We used a custom config management codebase that acted a bit like Ansible (idempotent, stateless, agentless push but faster). Servers had a collection of roles (purposes, environment, location etc) assigned, and that determined what the firewall rules would be. Rules were applied to hosts, and either configured AWS security groups or network hardware via API calls.
Everything was treated as redundant livestock rather than pets, and haproxy healthchecks made sure canary changes were successful before automatically moving on with wider deployments.
Nothing was configured manually. The whole system evolved over years and got more and more sophisticated over time.

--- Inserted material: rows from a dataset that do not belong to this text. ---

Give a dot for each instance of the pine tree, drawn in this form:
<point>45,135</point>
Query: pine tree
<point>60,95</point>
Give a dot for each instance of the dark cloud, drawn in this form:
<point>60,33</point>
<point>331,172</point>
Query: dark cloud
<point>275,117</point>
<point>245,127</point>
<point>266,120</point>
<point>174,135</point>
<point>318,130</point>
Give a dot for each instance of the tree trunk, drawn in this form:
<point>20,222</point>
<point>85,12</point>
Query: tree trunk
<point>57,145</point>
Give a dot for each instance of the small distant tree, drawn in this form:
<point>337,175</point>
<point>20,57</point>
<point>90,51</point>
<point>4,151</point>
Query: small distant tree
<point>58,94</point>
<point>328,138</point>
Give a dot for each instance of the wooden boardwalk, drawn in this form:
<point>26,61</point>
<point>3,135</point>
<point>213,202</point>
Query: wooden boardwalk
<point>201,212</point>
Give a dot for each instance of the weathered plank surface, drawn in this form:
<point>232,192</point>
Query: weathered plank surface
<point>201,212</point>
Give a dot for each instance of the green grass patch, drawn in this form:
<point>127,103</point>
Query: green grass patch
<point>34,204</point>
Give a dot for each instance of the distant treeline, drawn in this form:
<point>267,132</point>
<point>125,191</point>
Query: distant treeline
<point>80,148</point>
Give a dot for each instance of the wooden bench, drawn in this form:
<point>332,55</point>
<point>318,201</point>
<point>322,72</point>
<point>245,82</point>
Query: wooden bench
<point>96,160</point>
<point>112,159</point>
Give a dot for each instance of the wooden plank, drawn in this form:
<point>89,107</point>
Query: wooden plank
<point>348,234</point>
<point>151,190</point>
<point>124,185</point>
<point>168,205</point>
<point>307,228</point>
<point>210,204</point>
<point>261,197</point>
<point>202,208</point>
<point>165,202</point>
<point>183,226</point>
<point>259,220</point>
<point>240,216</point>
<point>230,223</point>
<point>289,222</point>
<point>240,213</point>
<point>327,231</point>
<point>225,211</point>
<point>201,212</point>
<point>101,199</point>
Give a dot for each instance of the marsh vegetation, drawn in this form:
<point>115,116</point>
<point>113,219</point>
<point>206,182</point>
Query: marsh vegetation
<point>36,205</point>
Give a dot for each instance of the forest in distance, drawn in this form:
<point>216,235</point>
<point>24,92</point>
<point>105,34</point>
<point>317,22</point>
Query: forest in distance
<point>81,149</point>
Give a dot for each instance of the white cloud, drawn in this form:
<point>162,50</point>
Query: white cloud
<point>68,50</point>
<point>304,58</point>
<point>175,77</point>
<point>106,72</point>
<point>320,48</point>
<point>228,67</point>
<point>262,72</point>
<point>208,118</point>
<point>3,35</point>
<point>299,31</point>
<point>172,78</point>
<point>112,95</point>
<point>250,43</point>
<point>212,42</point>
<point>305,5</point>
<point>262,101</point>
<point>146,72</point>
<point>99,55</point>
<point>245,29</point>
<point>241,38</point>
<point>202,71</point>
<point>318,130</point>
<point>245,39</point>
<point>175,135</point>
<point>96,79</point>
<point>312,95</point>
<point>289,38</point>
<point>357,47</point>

These days Terraform and Clouds etc have some advantages, but I miss operating that direct flexible targeted system.
Tricky-Cap-3564@reddit
The sync gap between IaC and runtime is a drift detection problem not an architecture problem. AWS Config rules, GCP Organization Policy, and something like Driftctl or Terrascan against your host-level iptables gives you continuous verification that what Terraform provisioned matches what's running.
That's a significantly smaller project than rearchitecting access control across 200 servers and it directly addresses the specific failure mode you described without adding a new network layer.
Special-Cause7458@reddit
Consul Connect with mTLS handles service-to-service authorization across bare metal, AWS, and GCP natively.
Identity is certificate-based per service, policy is centralized, and enforcement happens at the connection level without touching iptables or security groups.
It's exactly what you're describing and it's built for this use case specifically.
Unique_Buy_3905@reddit (OP)
Agreed, certificate-based identity per service and centralized policy without touching iptables is exactly the gap we're trying to close.
Has it held up across bare metal specifically or mostly in cloud-native deployments in your experience?
420GB@reddit
I believe this is why some people deploy cloud VMs of their firewall platform of choice.
E.g. a virtual Palo or Fort gate.
You can use the same central management for all environments and share objects, policies, profiles etc. between them all. Also makes VPNs and troubleshooting easier and all logs are in the same format.
Unique_Buy_3905@reddit (OP)
That approach hadn't come up in our research. The operational overhead of managing the virtual appliances themselves across bare metal and two cloud providers is the part worth understanding before going that direction though.
mike34113@reddit
The consistency problem across three enforcement layers is fundamentally a policy distribution problem.
Cato networks connects on-prem and cloud environments through IPSec tunnels to the same PoP infrastructure and enforces network segmentation policy from a single control plane rather than synchronized rules at each host and cloud layer separately. Changes propagate from one place.
The three-way sync problem doesn't exist because there's only one authoritative policy source regardless of where the traffic originates.
Unique_Buy_3905@reddit (OP)
Single control plane is the right direction but curious how Cato handles host-level enforcement on bare metal that isn't routing through the PoP. The cloud security group sync problem is clear, the bare metal piece is where that model gets complicated.